Superposant aux histoires vraies des récits fictionnels, The Secret Agent nous propose une narration fragmentée et constellée d’anecdotes. En résulte un film tendu, inquiétant et chaotique comme l’époque elle-même. Truffée de références musicales et cinématographiques, la réalisation épouse la trame narrative pour offrir un récit rythmé et sur le fil : caméra mobile, scènes en contre-plongée, split screen… Les couleurs sont saturées, les costumes sont soignés. Visuellement, le résultat évoque les films policiers du Nouvel Hollywood, quelque part entre Alan J. Pakula et Brian de Palma – mais avec une identité brésilienne bien à lui, dans sa façon de faire coexister la tragédie et la légèreté, le crime et le carnaval, la violence et la sensualité.

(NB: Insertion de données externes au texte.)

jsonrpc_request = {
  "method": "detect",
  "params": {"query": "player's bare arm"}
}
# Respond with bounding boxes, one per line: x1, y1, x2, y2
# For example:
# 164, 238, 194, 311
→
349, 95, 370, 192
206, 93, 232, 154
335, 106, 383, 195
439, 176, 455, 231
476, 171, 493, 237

Remarqué dans Narcos et plus récemment dans Civil War, Wagner Moura incarne avec une force tranquille cet agent pas-si-secret finalement. Marcelo, dont ce n’est peut-être pas le vrai nom, sera vite repéré et traqué par les hommes de main d’un politicien. Quelles sont les raisons de son retour à Recife ? Qu’adviendra-t-il de lui ? Le film ne referme pas toutes les portes qu’il ouvre, un choix qui, associé à sa durée (2h38 tout de même) laissera sans doute certain·es spectateur·ices sur leur faim. Mais The Secret Agent est aussi stimulant qu’exigeant, une œuvre où le cinéma déborde de chaque plan. Un film sur la mémoire perdue, que la fiction, à sa façon, reconstitue.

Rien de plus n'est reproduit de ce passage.